Week 5 — 3D scanning and printing
This week’s topic: 3D scanning and printing.
Group assignment
This group assignment in Shenzhen Chaihuo focuses on FDM design-rule validation. Instead of relying on default slicer assumptions, we tested the machine envelope directly and converted observations into usable design limits for future coursework.
Work objective
We ran a controlled print-test campaign covering overhang, bridging, thin walls, and clearance gaps. With baseline settings fixed, the group could compare failure patterns and define evidence-backed rules for modeling and print preparation.
- Lock a consistent baseline: machine, nozzle, filament, and slicer profile.
- Use targeted test geometries that expose real failure boundaries.
- Translate photo evidence into practical limits for classmates.
1) Baseline setup: machine, material, profile
We first documented the selected printer, nozzle setup, filament type, and one shared slicer profile. Keeping these fixed was necessary so differences came from geometry difficulty, not uncontrolled parameter changes.
2) Test geometry and procedure
The test suite included coupons for overhang angle, bridge span, wall thickness, and clearance gaps. Each geometry was chosen so print defects become visually obvious and easy to classify as pass, marginal, or fail.

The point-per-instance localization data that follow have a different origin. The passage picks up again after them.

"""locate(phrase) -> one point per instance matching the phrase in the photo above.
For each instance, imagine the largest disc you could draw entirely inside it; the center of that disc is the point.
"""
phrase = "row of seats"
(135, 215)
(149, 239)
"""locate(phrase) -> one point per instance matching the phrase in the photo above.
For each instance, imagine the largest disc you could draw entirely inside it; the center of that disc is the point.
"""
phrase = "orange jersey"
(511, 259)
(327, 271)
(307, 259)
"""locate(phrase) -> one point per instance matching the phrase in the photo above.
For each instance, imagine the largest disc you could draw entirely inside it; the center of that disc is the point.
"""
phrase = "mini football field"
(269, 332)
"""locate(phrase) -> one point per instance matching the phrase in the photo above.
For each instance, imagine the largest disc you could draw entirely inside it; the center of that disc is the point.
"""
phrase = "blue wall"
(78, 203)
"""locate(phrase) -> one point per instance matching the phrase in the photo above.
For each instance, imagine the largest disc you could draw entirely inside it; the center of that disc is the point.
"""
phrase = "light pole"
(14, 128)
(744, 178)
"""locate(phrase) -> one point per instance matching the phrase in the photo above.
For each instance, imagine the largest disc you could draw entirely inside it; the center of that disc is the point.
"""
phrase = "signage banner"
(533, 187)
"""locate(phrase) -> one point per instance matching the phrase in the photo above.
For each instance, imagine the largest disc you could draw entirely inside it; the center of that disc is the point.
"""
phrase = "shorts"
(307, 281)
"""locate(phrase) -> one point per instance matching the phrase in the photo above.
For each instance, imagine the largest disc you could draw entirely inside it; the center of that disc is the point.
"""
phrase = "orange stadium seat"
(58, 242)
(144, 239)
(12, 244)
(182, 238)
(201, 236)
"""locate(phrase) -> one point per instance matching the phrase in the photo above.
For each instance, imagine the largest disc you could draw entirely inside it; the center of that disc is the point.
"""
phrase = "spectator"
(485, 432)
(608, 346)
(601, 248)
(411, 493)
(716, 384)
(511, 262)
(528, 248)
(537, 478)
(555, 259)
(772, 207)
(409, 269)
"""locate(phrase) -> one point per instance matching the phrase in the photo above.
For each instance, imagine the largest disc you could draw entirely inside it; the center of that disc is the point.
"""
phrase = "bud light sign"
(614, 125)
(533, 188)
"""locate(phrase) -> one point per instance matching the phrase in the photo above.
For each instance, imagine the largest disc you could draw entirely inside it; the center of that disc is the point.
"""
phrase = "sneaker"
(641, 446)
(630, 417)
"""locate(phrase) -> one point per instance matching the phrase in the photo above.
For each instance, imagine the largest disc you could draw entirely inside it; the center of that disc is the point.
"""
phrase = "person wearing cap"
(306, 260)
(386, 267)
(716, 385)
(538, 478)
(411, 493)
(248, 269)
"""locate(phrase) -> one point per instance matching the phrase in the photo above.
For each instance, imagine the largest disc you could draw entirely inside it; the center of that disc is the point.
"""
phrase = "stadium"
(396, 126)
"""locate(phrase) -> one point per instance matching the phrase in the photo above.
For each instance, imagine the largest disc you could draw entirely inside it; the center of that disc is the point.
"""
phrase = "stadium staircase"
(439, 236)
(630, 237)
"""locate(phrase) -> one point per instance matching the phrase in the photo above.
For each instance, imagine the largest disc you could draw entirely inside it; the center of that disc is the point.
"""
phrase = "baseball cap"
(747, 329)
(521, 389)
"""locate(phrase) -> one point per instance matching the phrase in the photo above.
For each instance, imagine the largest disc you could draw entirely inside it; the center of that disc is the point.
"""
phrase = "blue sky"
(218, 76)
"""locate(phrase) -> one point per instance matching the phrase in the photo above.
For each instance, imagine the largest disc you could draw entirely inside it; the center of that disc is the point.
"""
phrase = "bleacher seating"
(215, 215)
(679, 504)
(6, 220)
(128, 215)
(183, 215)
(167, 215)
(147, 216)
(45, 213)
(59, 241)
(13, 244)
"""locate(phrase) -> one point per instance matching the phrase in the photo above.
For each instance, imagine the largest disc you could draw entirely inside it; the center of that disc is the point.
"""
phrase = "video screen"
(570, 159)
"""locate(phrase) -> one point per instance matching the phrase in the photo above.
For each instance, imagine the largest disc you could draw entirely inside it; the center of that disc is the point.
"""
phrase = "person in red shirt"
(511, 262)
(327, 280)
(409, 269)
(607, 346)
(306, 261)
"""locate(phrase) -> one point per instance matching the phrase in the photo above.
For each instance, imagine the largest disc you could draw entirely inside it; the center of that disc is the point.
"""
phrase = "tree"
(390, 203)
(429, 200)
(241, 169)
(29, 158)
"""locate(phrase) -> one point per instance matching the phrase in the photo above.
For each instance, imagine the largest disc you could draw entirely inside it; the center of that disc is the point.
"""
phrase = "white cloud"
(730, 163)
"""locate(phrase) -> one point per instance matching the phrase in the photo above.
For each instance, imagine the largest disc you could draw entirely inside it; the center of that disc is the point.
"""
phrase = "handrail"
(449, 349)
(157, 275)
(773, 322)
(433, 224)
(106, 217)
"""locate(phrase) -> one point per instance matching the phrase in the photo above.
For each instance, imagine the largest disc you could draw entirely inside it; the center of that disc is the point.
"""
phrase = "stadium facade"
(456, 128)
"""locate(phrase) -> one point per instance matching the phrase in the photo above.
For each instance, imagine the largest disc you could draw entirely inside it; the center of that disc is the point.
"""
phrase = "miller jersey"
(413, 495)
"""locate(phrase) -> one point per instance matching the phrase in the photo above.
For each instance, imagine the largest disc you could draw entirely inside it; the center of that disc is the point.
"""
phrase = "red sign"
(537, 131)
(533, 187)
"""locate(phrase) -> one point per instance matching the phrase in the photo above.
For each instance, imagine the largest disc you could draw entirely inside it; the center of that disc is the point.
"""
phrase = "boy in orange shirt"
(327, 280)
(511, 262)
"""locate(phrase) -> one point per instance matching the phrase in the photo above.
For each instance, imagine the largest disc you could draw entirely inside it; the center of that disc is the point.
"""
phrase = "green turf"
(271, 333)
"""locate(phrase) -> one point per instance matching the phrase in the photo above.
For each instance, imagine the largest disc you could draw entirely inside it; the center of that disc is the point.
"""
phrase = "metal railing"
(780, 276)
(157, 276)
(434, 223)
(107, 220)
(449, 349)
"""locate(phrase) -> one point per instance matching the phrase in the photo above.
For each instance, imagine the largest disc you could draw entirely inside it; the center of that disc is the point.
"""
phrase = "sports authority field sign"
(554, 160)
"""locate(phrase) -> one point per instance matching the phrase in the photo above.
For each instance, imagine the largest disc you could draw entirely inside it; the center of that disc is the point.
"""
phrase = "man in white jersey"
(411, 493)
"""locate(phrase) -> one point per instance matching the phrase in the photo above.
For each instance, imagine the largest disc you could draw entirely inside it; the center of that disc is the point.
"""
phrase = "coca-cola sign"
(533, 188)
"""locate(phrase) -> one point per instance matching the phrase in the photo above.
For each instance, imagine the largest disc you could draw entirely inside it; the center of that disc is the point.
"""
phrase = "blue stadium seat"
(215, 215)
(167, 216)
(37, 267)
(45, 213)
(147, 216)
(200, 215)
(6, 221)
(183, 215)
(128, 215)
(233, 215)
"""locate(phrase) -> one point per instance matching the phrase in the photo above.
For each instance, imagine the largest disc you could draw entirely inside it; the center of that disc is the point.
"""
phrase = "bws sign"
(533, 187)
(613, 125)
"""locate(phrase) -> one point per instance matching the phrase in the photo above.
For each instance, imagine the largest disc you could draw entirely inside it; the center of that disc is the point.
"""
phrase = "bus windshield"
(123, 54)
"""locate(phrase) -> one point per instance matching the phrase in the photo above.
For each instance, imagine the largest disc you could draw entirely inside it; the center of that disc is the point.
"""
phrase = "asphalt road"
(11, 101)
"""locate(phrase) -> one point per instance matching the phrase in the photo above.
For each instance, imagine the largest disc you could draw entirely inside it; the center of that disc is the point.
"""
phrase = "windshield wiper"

3) Results and evidence review
We inspected coupons for sagging bridges, overhang collapse, wall instability, and fused clearances. The important outcome is not one perfect print, but a repeatable threshold map that predicts where designs are likely to fail.
4) Recommended rules for future designs
- Use measured overhang and bridge limits when planning unsupported geometry.
- Keep thin walls above the minimum threshold that remains stable across repeats.
- Set moving-part gaps from the smallest clearance that consistently separates.
- Always record the slicer profile with results so others can reproduce the outcome.